While identifiers like race, sex, religion, and marital status are forbidden to be considered in credit-score calculations, algorithms can put groups of people at a disadvantage.
For instance, some applicants may have shorter credit histories because of their religious beliefs. For example, in Islam, paying interest is seen as a sin. This can be a mark against Muslims, even though other factors may indicate they would be good borrowers.
While other data points, like mobile payments, are not a traditional form of credit history, Townson said, they can show a pattern of regular payments. “The aim of AI was never to repeat history. It was to make useful predictions about the future,” she added.
Software developers like the US’s FairPlay — which recently raised $10 million in Series A funding — have products that detect and help reduce algorithmic bias for people of color, women, and other historically disadvantaged groups.
FairPlay’s customers include the financial institution Figure Technologies in San Francisco, the online-personal-loan provider Happy Money, and Octane Lending.

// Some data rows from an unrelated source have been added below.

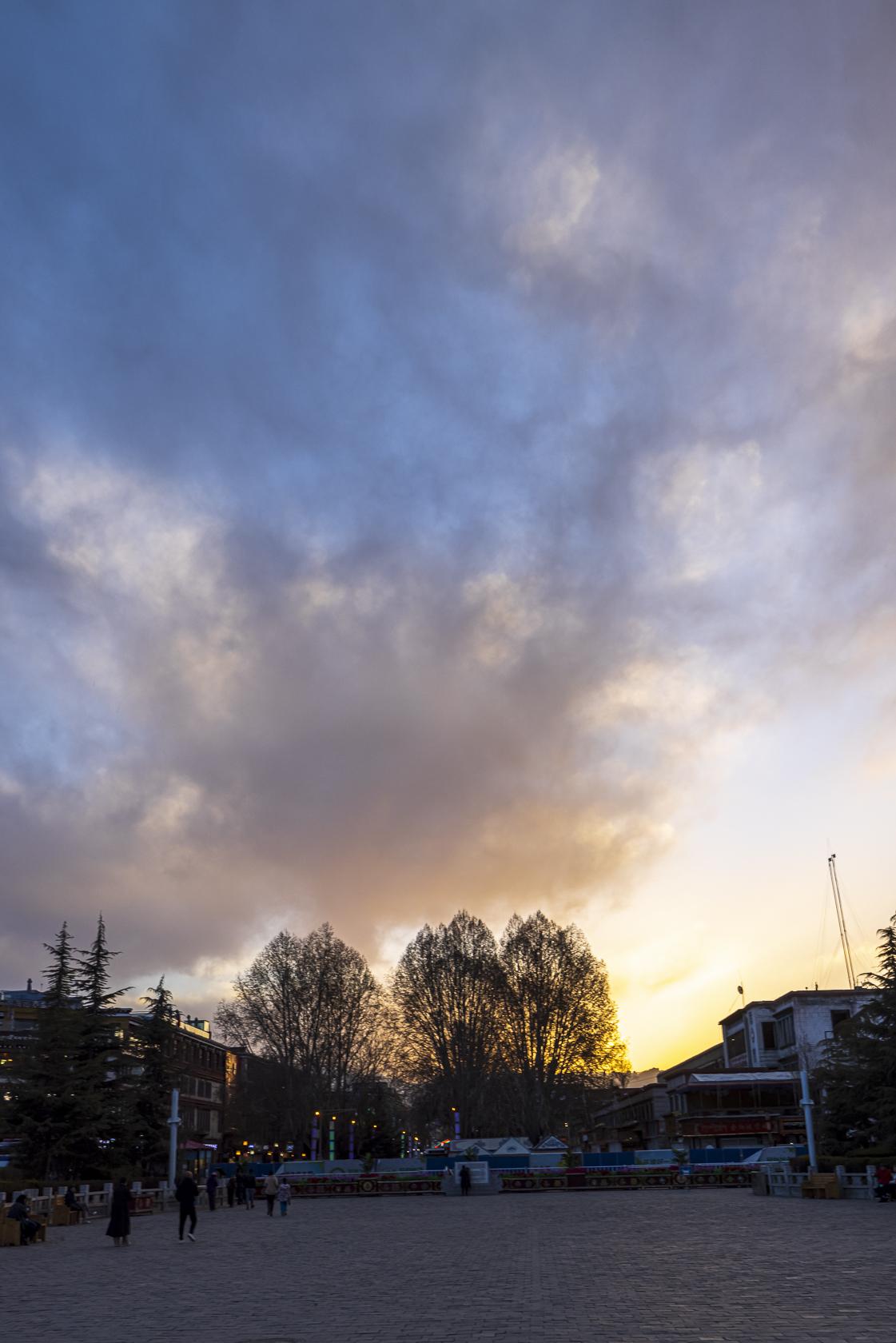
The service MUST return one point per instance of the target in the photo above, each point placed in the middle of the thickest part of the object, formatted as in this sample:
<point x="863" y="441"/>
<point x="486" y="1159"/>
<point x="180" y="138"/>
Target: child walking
<point x="284" y="1194"/>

One of its application-programming-interface products, Second Look, reevaluates declined loan applicants for discrimination. It pulls data from the US census and the Consumer Financial Protection Bureau to help recognize borrowers in protected classes, given financial institutions are forbidden to collect information directly about race, age, and gender.
Rajesh Iyer, the global head of AI and machine learning for financial services at Capgemini USA, said lenders could minimize discrimination by putting their AI solutions through about 23 bias tests. This can be done internally or by a third-party company.
One bias test analyzes for “disproportionate impact.” This detects whether a group of consumers is being more adversely affected by AI than other groups — and, more importantly, why.
Fannie Mae and Freddie Mac, which back the majority of mortgages in the US, recently found people of color were more likely to list their source of income from the “gig economy.” This disproportionately stopped them from getting mortgages because gig incomes are seen as unstable, even if someone has a strong rent-payment history.
In looking to make its lending decisions fairer, Fannie Mae announced it would start factoring rental histories into credit-evaluation decisions. By inputting new data, humans essentially teach the AI to eliminate bias.
AI can learn only from the data it receives. This makes a feedback loop with human input important for AI lending platforms, as it enables institutions to make more equitable loan decisions.
While it’s good practice for humans to weigh in when decisions are too close to call for machines, it’s essential for people to review a proportion of clear-cut decisions, too, Iyer told Insider.
“This ensures that the solutions adjust themselves, as it gets inputs from the human reviews through incremental or reinforced learning,” Iyer said.